Fig 6. Protein expression patterns related to proteolytic signaling.

At baseline (PRE), 1 h following a heavy back squat resistance training session and treatment with EPC or sham (POST1) and 24 h following 3 consecutive days of heavy back squat resistance training session and treatment with EPC or sham and 2 additional, consecutive days of treatment with EPC or sham (POST2) protein expression patterns related to proteolytic signaling were probed. Western blot analysis of protein concentrations in vastus lateralis biopsy samples are presented in panels A) 20S core proteasome protein, B) atrogin-1, C) Ubiquitin (Ub) monomer protein, D) poly-ubiqutinated (poly-Ub) proteins, and E) MuRF-1. Representative images and respective Ponceau images for all proteins are presented in Panel F. Protein expression data are expressed as fold-change from PRE levels (mean ± standard error) and effect sizes for change from PRE are presented as d ± 95% confidence interval. Effect sizes were calculated as mean change from PRE in the EPC group less mean change from PRE in the sham group divided by the pooled standard deviation for each respective time point. Repeated measures MANOVA was performed with PRE values as a covariate and an α ≤ 0.05 required for statistical significance. All statistics were performed using the absolute expression values. Main effects and/or group*time interactions are presented as emphasized p-values. Post-hoc testing for between time point differences (independent of group) and between group differences at the POST1 and POST2 time points were performed using Student’s paired t-tests and an α ≤ 0.025 was required for statistical significance. ϕ, significantly different from sham at same time point.

Fig 7. Protein expression patterns related to inflammatory and oxidative stress signaling.

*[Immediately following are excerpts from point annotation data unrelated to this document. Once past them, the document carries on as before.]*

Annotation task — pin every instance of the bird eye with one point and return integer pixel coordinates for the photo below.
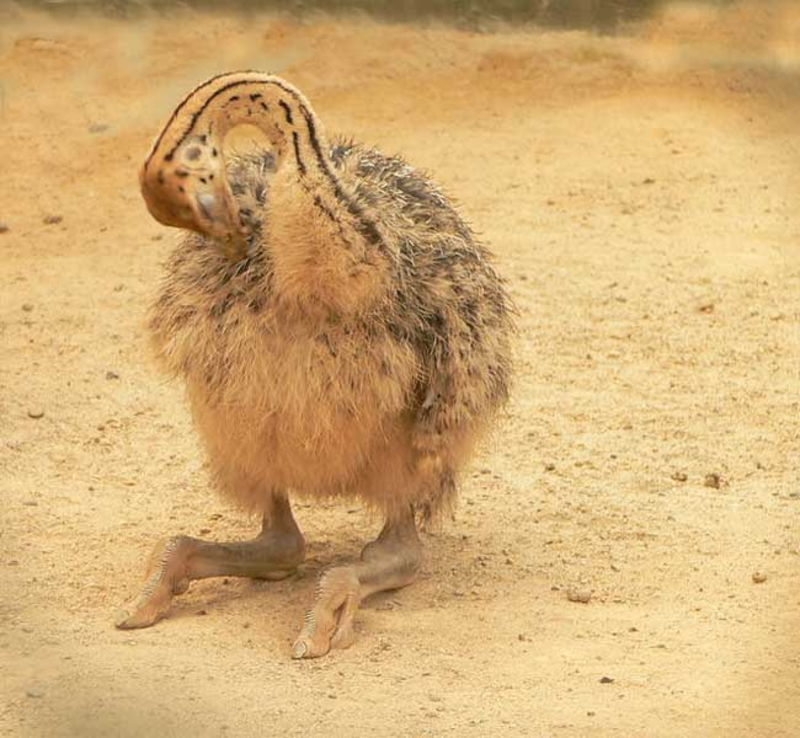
(206, 202)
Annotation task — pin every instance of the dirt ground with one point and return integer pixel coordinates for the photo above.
(641, 193)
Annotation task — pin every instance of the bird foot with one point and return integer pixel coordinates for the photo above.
(165, 577)
(390, 562)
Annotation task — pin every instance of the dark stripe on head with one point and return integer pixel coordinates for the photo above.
(300, 165)
(287, 111)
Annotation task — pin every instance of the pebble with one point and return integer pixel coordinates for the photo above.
(579, 595)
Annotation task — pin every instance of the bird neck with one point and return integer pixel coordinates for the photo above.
(326, 247)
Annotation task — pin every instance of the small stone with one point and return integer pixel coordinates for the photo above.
(579, 595)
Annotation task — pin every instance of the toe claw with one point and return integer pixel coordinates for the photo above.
(299, 650)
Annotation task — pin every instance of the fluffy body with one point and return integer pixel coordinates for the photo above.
(326, 365)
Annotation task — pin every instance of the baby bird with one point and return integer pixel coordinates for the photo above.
(340, 332)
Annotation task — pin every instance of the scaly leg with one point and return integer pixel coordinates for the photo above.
(390, 562)
(277, 551)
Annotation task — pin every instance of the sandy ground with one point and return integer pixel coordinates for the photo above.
(641, 193)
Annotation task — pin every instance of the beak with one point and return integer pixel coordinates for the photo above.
(196, 203)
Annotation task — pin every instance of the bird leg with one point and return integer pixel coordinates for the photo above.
(274, 554)
(390, 562)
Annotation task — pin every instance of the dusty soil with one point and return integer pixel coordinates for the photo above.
(641, 193)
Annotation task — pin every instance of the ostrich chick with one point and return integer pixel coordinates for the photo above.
(340, 332)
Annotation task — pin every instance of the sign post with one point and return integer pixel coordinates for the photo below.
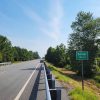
(82, 55)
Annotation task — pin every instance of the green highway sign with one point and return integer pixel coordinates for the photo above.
(82, 55)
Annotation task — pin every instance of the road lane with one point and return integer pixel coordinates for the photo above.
(13, 78)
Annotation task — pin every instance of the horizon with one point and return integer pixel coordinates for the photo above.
(37, 25)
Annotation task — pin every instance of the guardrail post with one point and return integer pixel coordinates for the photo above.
(49, 76)
(51, 83)
(55, 94)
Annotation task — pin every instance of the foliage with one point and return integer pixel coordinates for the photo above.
(78, 94)
(85, 32)
(10, 53)
(57, 56)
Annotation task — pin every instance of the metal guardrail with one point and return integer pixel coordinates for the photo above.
(5, 63)
(48, 96)
(52, 93)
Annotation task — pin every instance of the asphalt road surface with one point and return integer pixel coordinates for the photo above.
(17, 80)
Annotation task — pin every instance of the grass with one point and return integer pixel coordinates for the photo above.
(76, 93)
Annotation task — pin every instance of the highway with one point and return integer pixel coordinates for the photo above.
(17, 80)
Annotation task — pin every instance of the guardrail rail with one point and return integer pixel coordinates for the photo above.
(51, 92)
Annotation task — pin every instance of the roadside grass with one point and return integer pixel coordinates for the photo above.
(76, 93)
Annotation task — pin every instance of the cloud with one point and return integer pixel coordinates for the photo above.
(52, 27)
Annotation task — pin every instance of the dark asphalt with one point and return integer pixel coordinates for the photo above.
(13, 77)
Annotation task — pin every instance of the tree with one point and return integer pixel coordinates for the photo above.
(50, 56)
(57, 56)
(85, 31)
(6, 49)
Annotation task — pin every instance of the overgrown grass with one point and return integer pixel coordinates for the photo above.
(76, 93)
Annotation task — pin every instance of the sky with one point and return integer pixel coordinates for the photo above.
(39, 24)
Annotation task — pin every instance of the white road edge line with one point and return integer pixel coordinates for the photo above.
(23, 88)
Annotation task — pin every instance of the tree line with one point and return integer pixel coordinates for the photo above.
(85, 37)
(14, 53)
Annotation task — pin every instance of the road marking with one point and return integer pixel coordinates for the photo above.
(23, 88)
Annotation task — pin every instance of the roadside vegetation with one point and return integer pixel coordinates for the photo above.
(14, 54)
(85, 37)
(71, 82)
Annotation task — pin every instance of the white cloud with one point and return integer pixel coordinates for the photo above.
(52, 27)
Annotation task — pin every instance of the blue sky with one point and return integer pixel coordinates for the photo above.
(39, 24)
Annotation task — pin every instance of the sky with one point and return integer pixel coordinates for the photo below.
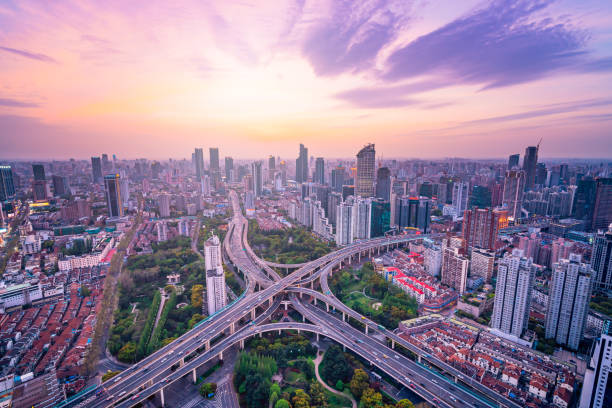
(419, 78)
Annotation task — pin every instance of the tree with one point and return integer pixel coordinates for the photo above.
(196, 296)
(282, 403)
(359, 382)
(404, 404)
(301, 399)
(370, 399)
(208, 390)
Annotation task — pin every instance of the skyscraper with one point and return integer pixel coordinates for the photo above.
(530, 162)
(215, 278)
(364, 183)
(602, 209)
(513, 161)
(113, 195)
(7, 187)
(214, 159)
(257, 178)
(601, 260)
(301, 165)
(96, 169)
(597, 389)
(481, 226)
(515, 275)
(319, 171)
(383, 183)
(514, 185)
(199, 162)
(568, 301)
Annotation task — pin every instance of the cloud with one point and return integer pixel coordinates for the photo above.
(13, 103)
(502, 44)
(353, 34)
(28, 54)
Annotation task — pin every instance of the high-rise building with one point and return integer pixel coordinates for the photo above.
(198, 158)
(515, 275)
(113, 195)
(229, 166)
(257, 178)
(601, 260)
(301, 165)
(602, 210)
(482, 263)
(319, 171)
(344, 222)
(513, 161)
(454, 269)
(460, 197)
(530, 162)
(215, 278)
(39, 172)
(568, 301)
(163, 205)
(96, 169)
(597, 385)
(366, 161)
(214, 159)
(481, 226)
(337, 178)
(7, 186)
(383, 183)
(514, 185)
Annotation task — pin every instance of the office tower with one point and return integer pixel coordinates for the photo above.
(381, 218)
(602, 209)
(96, 169)
(229, 166)
(364, 182)
(301, 165)
(460, 197)
(383, 183)
(454, 269)
(515, 275)
(319, 171)
(215, 278)
(584, 201)
(39, 172)
(257, 178)
(337, 179)
(163, 205)
(568, 301)
(344, 222)
(513, 161)
(7, 186)
(597, 387)
(601, 260)
(60, 185)
(514, 185)
(482, 263)
(530, 162)
(481, 226)
(162, 231)
(214, 159)
(362, 218)
(199, 162)
(113, 195)
(333, 201)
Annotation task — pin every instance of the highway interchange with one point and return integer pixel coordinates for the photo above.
(220, 331)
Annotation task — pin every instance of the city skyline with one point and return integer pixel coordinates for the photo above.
(253, 75)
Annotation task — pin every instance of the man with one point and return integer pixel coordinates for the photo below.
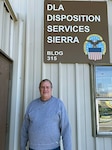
(45, 122)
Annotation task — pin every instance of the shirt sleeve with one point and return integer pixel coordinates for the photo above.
(65, 129)
(24, 132)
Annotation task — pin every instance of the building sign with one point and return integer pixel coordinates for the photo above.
(75, 32)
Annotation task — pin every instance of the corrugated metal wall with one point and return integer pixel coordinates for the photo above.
(23, 41)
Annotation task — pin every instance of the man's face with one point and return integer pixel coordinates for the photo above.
(45, 90)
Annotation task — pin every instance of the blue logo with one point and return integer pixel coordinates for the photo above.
(94, 47)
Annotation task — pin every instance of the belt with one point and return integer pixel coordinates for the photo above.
(58, 148)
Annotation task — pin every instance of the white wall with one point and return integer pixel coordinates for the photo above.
(23, 42)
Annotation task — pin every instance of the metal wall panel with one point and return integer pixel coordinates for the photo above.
(71, 82)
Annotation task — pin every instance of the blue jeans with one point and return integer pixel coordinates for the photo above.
(58, 148)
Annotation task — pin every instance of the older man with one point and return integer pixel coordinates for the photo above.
(45, 122)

At baseline (PRE), 1 h following a heavy back squat resistance training session and treatment with EPC or sham (POST1) and 24 h following 3 consecutive days of heavy back squat resistance training session and treatment with EPC or sham and 2 additional, consecutive days of treatment with EPC or sham (POST2). Western blot analysis of protein concentrations in vastus lateralis biopsy samples are presented for A) pan-nuclear factor kappa-light change-enhancer of activated B cells (pan-NF-κB), B) pan-nuclear factor of kappa light polypeptide gene enhancer in B-cells inhibitor, alpha (pan-IκBα), C) catalase, D) superoxide dismutase 2 (SOD2), and E) 4-hydroxynonenal (4HNE). Representative images and respective Ponceau images for all proteins are presented in Panel F. Protein expression data are expressed as fold-change from PRE levels (mean ± standard error) and effect sizes for change from PRE are presented as d ± 95% confidence interval. Effect sizes were calculated as mean change from PRE in the EPC group less mean change from PRE in the sham group divided by the pooled standard deviation for each respective time point. Repeated measures MANOVA was performed with PRE values as a covariate and an α ≤ 0.05 required for statistical significance. All statistics were performed using the absolute expression values. Main effects are presented as emphasized p-values. Post-hoc testing for between time point differences (independent of group) were performed using Student’s paired t-tests and an α ≤ 0.025 was required for statistical significance. *, time point (collapsed across groups) significantly different from PRE.